Après l’invention du grand magasin en 1852 (le Bon Marché), l’invention de la franchise dans les années 30 et celle de l’hypermarché (Carrefour) en 1963, l’apparition du commerce en ligne constitue un nouveau bouleversement et une véritable mutation dans la pratique commerciale. C’est en 1995 que l’e-commerce a réellement commencé à exister. Cette année là, 9% des entreprises françaises sont connectées et 50% pensent qu’internet est un outil nécessaire qui va se généraliser dans le monde professionnel. Il sera néanmoins légèrement freiné pendant un temps. En effet, à ses débuts, le rejet d’une utilisation commerciale d’internet est constaté. La Toile était alors vue plus comme une plateforme d’échange d’information libre et surtout gratuite. De plus, les sites internet étaient très simples : pas de photos, graphismes basiques, et donc peu adaptés pour le commerce. En outre, ils étaient, principalement en anglais (langue principale pour internet) ce qui a pu compliquer les choses en France. Enfin, l’absence totale de régulation à l’époque faisait peur et donnait une impression de désorganisation et donc d’insécurité aux consommateurs. L’équipement progressif de la population en ordinateur et la généralisation d’internet a complètement inversé cette tendance. Et l’évolution vers des activités commerciales est vite apparue logique : le réseau ne pouvait pas être viable financièrement (coût des infrastructures) sans modèle économique. Par la suite, le développement des supports (smartphone, tablette) a également contribué à ce que le commerce en ligne ait une place importante dans la sphère commerciale, économique et financière.

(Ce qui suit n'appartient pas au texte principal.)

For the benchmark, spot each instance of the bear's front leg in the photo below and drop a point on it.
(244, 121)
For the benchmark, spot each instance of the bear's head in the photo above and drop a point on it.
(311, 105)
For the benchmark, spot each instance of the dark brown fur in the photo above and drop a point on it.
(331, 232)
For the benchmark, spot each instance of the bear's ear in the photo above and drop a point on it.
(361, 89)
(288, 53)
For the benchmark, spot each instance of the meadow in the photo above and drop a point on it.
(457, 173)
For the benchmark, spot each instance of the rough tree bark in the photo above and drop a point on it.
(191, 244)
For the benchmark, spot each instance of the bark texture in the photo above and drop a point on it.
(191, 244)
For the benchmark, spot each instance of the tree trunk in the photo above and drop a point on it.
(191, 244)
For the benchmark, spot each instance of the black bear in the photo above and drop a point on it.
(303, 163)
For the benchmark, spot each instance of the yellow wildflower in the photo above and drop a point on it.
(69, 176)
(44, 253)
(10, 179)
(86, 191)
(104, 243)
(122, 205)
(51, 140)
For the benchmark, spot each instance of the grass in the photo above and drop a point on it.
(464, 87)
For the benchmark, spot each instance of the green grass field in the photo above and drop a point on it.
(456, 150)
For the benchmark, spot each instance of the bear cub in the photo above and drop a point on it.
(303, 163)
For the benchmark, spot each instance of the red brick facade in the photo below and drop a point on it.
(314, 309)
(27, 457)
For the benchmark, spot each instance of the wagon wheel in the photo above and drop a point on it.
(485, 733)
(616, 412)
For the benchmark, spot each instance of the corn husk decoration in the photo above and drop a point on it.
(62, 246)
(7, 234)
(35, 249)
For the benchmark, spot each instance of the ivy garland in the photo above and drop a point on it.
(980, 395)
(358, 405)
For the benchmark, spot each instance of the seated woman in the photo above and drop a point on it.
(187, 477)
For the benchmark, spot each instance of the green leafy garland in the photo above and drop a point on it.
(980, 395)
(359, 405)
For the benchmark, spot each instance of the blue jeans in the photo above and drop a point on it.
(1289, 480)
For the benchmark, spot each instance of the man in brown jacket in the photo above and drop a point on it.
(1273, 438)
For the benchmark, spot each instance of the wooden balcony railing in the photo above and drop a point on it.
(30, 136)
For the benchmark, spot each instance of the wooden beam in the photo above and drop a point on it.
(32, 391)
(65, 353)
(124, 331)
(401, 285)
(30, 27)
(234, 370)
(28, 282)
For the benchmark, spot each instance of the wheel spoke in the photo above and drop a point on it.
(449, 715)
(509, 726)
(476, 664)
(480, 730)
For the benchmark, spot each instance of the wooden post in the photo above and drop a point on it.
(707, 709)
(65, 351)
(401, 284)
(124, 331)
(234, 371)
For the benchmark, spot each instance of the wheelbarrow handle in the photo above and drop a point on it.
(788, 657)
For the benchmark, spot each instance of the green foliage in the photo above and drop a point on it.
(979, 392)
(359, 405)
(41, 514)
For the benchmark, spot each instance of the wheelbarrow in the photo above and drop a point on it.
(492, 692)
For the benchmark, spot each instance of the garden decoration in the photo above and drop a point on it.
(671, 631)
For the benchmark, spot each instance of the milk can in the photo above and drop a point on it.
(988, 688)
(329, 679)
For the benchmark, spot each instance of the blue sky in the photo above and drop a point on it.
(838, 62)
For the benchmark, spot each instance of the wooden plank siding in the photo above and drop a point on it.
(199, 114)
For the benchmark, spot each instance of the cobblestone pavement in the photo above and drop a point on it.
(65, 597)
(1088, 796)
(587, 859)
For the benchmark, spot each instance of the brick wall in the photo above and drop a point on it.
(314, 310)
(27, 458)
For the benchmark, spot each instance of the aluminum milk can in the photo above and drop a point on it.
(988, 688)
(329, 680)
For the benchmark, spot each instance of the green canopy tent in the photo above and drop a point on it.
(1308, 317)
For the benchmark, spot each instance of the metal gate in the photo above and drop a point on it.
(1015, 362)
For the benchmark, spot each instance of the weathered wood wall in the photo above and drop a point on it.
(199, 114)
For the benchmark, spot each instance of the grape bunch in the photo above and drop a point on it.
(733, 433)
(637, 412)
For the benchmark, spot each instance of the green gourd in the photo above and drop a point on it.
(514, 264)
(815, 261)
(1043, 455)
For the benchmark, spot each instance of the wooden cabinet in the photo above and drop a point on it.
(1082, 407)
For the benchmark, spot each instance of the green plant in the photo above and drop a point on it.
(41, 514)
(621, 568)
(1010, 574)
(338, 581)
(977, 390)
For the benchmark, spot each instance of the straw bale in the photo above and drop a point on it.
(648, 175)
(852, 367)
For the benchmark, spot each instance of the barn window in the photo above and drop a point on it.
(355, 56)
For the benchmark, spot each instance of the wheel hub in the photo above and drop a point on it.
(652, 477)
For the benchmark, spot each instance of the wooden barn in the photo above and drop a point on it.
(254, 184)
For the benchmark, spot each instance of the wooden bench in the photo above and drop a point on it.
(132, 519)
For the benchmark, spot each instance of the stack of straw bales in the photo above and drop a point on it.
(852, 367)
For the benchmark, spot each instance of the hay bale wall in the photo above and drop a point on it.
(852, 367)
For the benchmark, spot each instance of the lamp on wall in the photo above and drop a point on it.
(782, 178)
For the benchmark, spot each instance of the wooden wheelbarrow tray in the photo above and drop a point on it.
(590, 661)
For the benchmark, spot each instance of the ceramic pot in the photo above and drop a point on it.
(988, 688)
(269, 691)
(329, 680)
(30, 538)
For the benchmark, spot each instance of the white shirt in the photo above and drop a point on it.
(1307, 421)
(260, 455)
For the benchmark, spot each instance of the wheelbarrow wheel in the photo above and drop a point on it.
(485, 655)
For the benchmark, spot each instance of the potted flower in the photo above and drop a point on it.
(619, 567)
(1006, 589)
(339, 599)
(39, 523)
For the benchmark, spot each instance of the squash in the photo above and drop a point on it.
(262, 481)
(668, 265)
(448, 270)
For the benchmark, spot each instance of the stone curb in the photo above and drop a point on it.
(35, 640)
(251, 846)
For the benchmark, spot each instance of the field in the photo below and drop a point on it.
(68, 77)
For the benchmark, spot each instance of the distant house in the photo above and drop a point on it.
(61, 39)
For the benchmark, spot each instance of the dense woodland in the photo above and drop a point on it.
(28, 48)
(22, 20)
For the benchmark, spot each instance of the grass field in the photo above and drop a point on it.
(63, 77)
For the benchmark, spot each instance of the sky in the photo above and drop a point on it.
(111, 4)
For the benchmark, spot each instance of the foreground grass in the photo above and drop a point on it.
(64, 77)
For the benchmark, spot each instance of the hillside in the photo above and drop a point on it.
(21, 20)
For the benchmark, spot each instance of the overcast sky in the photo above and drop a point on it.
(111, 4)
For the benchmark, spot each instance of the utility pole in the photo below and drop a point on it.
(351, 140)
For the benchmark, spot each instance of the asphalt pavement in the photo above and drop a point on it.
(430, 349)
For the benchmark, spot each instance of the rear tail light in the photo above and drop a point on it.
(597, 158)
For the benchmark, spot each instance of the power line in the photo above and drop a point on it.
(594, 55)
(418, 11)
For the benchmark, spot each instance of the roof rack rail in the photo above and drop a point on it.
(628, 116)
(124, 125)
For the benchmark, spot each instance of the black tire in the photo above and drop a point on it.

La nécessité de réglementer et réguler ces pratiques s’est rapidement manifestée. La distance physique entre les parties au contrat, l’insertion éventuelle d’une tierce personne dans sa réalisation (ex : livraison d’un produit commandé sur internet) ou encore la sécurisation des paiements sont autant de questions soulevées par le cybercommerce. Le législateur a donc du prendre en compte ces spécificités afin de réguler au mieux les activités et protéger les parties au contrat, le commerçant (contre la contrefaçon de site par exemple) et le consommateur (moins a même de se défendre si un problème survient par exemple).

Le e-commerce aujourd’hui représente 14 milliards d’euros en France et 106 milliards en Europe. Il évolue sans cesse. Les consommateurs, maintenant très à l’aise avec les supports techniques et l’informatique, deviennent de plus en plus impatients et cherchent à gagner toujours plus du temps. Ils souhaitent également avoir du choix et sont très versatiles. Internet permet de tout comparer, la concurrence entre les marques et les enseignes est devenue extrêmement forte et ces dernières doivent rivaliser sur tous les plans (prix, qualité, service) pour être pérennes. Elles doivent également, malgré la distance, créer une relation commerciale avec la clientèle. Enfin, il faut trouver un équilibre entre e-commerce et commerce traditionnel. Ce dernier, dont la disparition avait été annoncé, se trouve finalement être complémentaire au e-commerce. Le commerce en ligne est immatériel, interactif, permet une certaine rapidité et un choix très large. Le canal traditionnel permet le contact humain, la proximité, donne la possibilité de toucher ou d’essayer le produit. Les deux canaux ont des caractéristiques propres qui permettent leur coexistence.